Squeeze-and-excitation residual network (SqueezeNet) is a DNN framework that can obtain accuracy similar to AlexNet on ImageNet with 50 times fewer parameters. Furthermore, the compression techniques can reduce the size to less than 0.5 MB which is 510 times smaller than (AlexNet) (Iandola et al., 2016). The ResNeXt and squeeze-and-excitation network (SENet) are combined to form the SE-ResNeXt, which this research uses for nodule categorization. A highly modular design network for classification tasks is called ResNeXt. It differs from ResNet in that it includes the idea of “attribute values,” which is crucial to the classification process. It is common knowledge that a deep neural network’s depth and width significantly affect its ability to represent information. The deterioration issue will, however, become apparent as the network grows deeper or wider and the disappearing completely gradients problem is shown. The depth and width may begin to provide declining returns in this situation. Luckily, the ResNeXt successfully avoids this issue and investigates an effective strategy for raising classification accuracy, namely, raising cardinality (see Figs. 3, 4).

The ResNeXt model enhances feature learning by increasing cardinality (independent paths within blocks), as inspired by Iandola et al. (2016), improving the model’s ability to capture diverse features efficiently.

Figure 3: The ResNeXt model enhances feature learning by increasing cardinality (independent paths within blocks), as inspired by Iandola et al. (2016), improving the model’s ability to capture diverse features efficiently.

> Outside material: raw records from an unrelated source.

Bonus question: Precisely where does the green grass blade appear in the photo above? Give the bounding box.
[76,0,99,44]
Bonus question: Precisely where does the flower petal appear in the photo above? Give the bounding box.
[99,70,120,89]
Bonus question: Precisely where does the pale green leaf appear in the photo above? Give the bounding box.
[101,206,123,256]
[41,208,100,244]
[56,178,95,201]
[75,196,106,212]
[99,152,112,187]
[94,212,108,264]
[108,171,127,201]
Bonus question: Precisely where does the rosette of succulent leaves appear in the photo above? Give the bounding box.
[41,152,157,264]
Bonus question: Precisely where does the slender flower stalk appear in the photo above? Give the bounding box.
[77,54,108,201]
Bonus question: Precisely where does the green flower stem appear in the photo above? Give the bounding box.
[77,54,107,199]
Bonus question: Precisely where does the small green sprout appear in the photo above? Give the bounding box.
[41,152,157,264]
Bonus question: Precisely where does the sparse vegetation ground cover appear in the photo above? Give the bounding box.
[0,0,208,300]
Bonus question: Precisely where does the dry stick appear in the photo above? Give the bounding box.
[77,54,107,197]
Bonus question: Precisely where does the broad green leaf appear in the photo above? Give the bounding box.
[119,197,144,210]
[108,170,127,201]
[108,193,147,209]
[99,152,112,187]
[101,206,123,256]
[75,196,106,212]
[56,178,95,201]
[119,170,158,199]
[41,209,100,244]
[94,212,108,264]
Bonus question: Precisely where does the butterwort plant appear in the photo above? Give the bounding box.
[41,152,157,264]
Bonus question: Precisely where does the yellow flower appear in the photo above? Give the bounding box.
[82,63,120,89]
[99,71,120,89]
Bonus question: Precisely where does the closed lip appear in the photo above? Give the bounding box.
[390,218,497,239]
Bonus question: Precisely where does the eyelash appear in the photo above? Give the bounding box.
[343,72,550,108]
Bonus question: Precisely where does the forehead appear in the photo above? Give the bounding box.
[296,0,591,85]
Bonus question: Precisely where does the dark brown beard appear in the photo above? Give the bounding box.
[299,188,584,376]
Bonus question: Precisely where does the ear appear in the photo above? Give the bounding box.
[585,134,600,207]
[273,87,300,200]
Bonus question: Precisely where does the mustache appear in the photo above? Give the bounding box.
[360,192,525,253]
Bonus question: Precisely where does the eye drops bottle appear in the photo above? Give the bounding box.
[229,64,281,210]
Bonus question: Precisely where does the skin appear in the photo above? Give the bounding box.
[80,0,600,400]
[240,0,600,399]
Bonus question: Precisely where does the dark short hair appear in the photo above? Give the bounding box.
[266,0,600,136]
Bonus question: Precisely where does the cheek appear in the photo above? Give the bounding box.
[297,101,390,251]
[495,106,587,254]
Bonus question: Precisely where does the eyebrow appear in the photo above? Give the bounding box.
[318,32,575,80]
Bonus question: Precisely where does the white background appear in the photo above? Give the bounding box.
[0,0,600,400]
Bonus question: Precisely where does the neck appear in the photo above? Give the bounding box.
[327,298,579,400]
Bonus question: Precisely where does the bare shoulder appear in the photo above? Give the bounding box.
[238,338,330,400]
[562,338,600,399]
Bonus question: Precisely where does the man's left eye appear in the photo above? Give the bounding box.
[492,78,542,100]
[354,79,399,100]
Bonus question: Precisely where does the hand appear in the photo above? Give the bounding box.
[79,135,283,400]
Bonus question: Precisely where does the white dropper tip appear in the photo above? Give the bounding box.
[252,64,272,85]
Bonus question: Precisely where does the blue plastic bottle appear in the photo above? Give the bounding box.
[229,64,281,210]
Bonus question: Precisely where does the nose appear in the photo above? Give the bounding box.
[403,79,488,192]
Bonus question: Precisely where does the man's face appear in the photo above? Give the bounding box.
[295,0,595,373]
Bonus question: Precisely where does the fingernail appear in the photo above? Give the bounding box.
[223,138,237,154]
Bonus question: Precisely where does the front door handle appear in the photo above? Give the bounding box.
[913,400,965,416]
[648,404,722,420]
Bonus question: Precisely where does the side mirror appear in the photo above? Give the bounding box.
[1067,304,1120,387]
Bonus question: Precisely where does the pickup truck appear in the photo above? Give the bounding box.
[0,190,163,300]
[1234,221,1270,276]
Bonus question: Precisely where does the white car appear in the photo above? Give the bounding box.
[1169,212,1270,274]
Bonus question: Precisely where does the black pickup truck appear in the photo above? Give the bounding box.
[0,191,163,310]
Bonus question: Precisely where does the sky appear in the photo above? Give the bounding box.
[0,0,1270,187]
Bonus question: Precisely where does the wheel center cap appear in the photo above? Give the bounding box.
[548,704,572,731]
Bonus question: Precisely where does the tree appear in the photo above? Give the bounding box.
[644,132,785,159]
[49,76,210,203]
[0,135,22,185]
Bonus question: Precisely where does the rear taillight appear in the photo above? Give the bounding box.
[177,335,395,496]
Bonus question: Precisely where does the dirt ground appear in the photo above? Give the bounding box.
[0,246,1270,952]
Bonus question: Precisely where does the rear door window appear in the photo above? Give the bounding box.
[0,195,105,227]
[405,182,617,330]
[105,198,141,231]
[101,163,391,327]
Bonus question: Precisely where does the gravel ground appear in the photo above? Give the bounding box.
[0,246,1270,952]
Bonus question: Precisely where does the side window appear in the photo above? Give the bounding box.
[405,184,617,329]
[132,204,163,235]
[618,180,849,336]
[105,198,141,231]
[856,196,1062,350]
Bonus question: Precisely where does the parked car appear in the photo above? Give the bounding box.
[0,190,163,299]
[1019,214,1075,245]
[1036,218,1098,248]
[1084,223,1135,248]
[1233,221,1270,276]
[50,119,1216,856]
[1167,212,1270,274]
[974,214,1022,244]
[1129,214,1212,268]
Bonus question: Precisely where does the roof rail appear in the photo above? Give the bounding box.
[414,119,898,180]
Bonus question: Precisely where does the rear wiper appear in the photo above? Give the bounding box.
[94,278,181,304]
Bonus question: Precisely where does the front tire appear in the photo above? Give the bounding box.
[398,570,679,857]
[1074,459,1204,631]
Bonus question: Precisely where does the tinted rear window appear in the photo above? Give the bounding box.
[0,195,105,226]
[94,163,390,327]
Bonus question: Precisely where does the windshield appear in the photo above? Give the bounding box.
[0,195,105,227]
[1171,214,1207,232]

SENet module inspired by Gu et al. (2019).

Figure 4: SENet module inspired by Gu et al. (2019).

The excitation procedure is used to effectively capture channel-wise connections and utilize the aggregated data from the squeeze process. This is achieved through a gating system, as explained in Eq. (1).

S=FEX(Z,W)=α(W2δ(W1Z)).

It is more efficient to design the deep network to increase the feature discrimination ability of lung nodules thanks to the 3D SE-ResNeXt component. Additionally, it incorporates the benefits of feature recycling by choosing to boost informative nodule traits and repressing fewer effective ones. As a result, the 3D SE-ResNeXt employed is trustworthy and efficient at automatically acquiring high discriminant information to classify AD and NC from MRI images (Gu et al., 2019).

Layer of convolutions

The convolutional layer is the most important part of the DL CNN and the main building block. It is in charge of the process of extracting features and also makes feature maps. The convolutional is based on a static quantity of filters that detects the s attribute and pulls out the features by combining the filters and input image. During training, each filter finds low-level attributes like colors, boundaries, blobs, and angles in the analyzed images.

Pooling layer

After the convolutional layers, there are the pooling layers (Conv). The sub-samples in a layer are in charge of making the feature maps used to make the convolutional layers smaller. Max pooling decreases the attribute maps by removing the small part of the pictures with the highest value. This prevents overfitting by summarizing the parts of the image that represent it. It also minimizes the parameters, which lowers the amount of work that needs to be done on the computer. Pooling is also another name for the average pooling layer. This layer works like max pooling, but instead of taking the maximum value, it calculates the averages of two-by-two rectangles to make a subsampled image.

Layer for batch normalization

The batch normalization layer normalizes the output of the convolution layer by setting the batch’s value of the mean to 0 and the variance value to 1. Using higher learning rates, this method speeds up the learning process. Also, it keeps the model’s gradients from going away during backpropagation. The batch normalization layers are also more resistant to the wrong initialization of weights.

Dropout layer

To overcome the overfitting the dropout layer is utilized. This method is based on how neurons are taken out randomly during training. The dropout rate parameter controls how many neurons are lost, determining how likely a neuron will be lost. Only during the training process are the neurons taken away.

Fully connected layer

The fully connected layer serves as the final stage of the network, playing a crucial role in connecting the preceding layers and producing the ultimate classification output. This layer acts as a classifier, synthesizing the learned features from the network to make predictions. Typically, a softmax activation function is employed in the final layer, which transforms the output into a probability distribution, ensuring that the predicted class is based on the most probable outcome (Karasawa, Liu & Ohwada, 2018).

Results and discussion

Dataset

The OASIS (Open Access Series of Imaging Studies) dataset is a publicly available collection of neuroimaging and clinical data aimed at supporting AD research and the study of normal aging. The dataset includes neuroimaging data obtained from 1,098 individuals, ranging from 42 to 95 years of age. Of these, 605 participants are classified as NC, and 493 participants have varying levels of cognitive decline associated with AD (Marcus et al., 2007). The data was collected over 15 years by the Washington University Knight AD research center. It comprises a variety of imaging modalities, including approximately 2,000 MR sessions, which span both structural MRI and functional fMRI techniques. The dataset is longitudinal, incorporating not only neuroimaging data but also cognitive, clinical, and biomarker information, making it a rich resource for AD research.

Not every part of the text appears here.